Coveted for their medicinal and aphrodisiac properties, the totoaba fish’s swim bladder is sold on Chinese black markets for prices upwards of $50,000 per bladder. The high demand and consequent price tag for the bladder has fueled illegal gillnet fishing in the Gulf of California, which has devastated both the totoaba and vaquita populations.
“You would get more money for a totoaba swim bladder than you would get for cocaine,” Tanya Sanerib, a senior attorney with the Center for Biological Diveristy, told Earther. “It’s very highly coveted, and so we saw a huge upswing in fishing for totoaba in the gulf of California over the past seven years.”
In response to the alarming decline of vaquitas—as well as pressure from well-positioned conservationists like Leonardo DiCaprio—the Mexican government has taken a number of measures to protect the vaquita, beginning with the establishment of a refuge area in the northern part of the gulf of California during the 1990s. The refuge did little to halt the decline of the vaquita populaton though, and in May 2015, Mexican president Pena Nieto temporarily banned the use of gillnets in more than 5,000 square miles of vaquita habitat, making that ban permanent last June. Despite a government-funded compensation program, local fisherman who depended on the totoaba to get them through hard times were outraged by the bans. Illegal fishing continued despite efforts by the Mexican navy and international organizations like Sea Shepard to patrol the sea and catch poachers in the act.
With the extinction of vaquita in the wild highly likely, the Mexican government hopes that the Vaquita CPR project will be able to preserve a few of these petite porpoises, at least until we can figure out how to get things right—but not all conservationists or scientists are on board .

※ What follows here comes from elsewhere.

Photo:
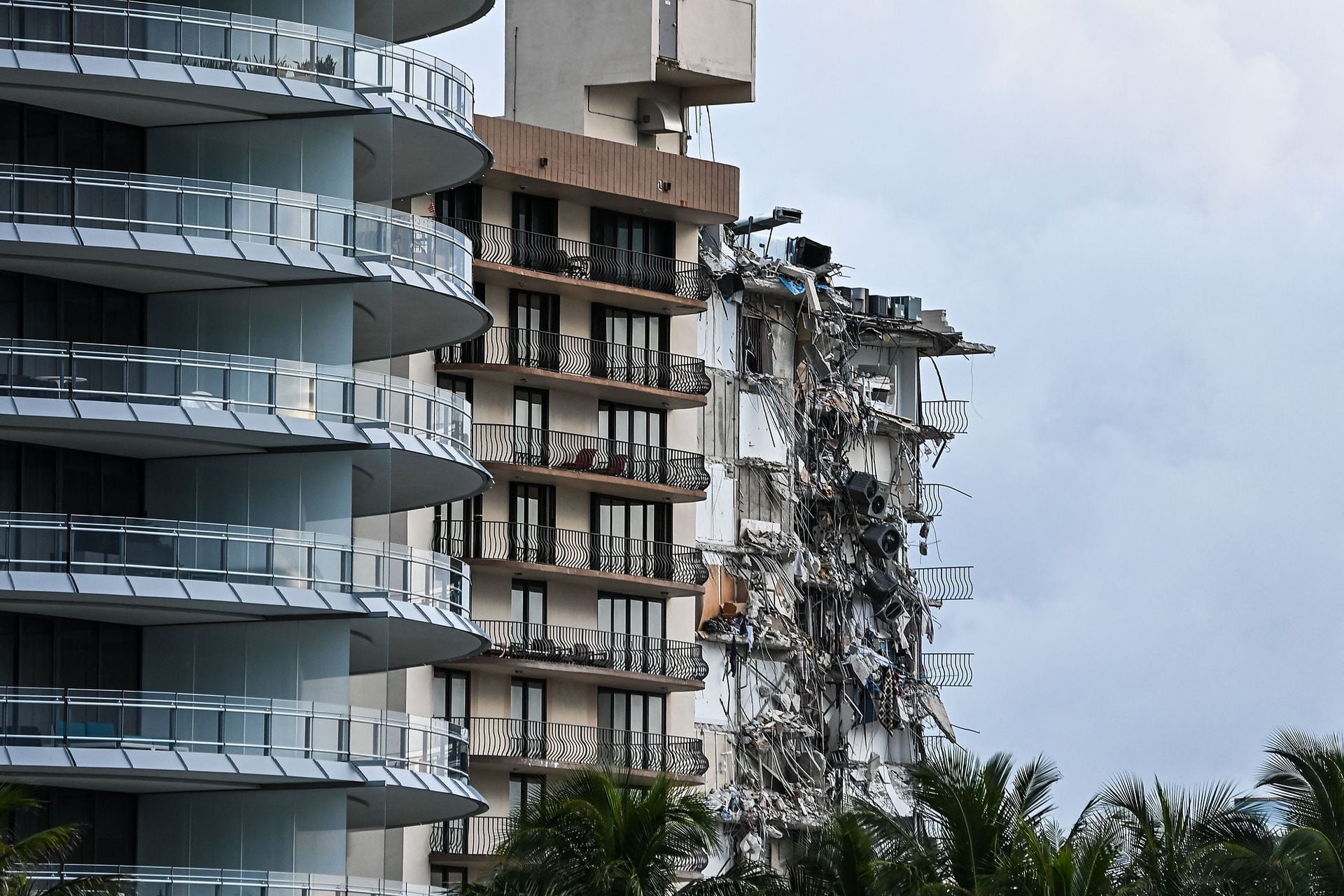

“What’s the point of saving a species if you can’t protect the habitat that the species is in?” Sea Shepard founder, Paul Watson, told Earther. “Habitat and species must go together.” Sea Shepard’s boats scour the Gulf of California’s sea floor to retrieve “ghostnets” left behind by illegal gillnet fisherman. “What we want the Mexican government to do, and what we have asked them to do, is have stiffer sentences and more enforcement,” he said. “If you can stop the poachers, you can save the vaquita.”
Rojos-Bracho agrees that gillnet fishing practices must stop, not just for the vaquitas but for the hundreds of other bycatch species that are entangled in gillnets around the world. “We really must develop alternative fishing methods,” he said. But for now Vaquita CPR may be the only chance this dying breed of porpoise may have.
Some marine biologists aren’t even sure it’s that. “I worry both that capture and captive-breeding will result in the deaths of more vaquita, AND that doing nothing will lead to extinction” Trevor Branch, a fisheries biologist at the University of Washington, wrote on Twitter this week. Others echoed his sentiment.
There are a lot of challenges and even more unknowns. Vaquitas are notoriously shy—few have seen them in the wild, and no one has ever caught one alive before. Little is known about how they would fare in captivity or react to the trauma of capture. But Rojos-Bracho has faith in his team. “We are looking with a magnifying glass at everything we do, and we have experts from almost everything we do from all around the world,” he said.
The race to capture the vaquita officially begins on Thursday and will continue until mid-November. No matter how tough the odds, Rojos-Bracho believes humans have an obligation to try. “We have been responsible for driving the vaquita to extinction,” he said. “So now, we are responsible for saving the species for future generations. This is to me is like saving a masterpiece. Why would we let a masterpiece be destroyed?”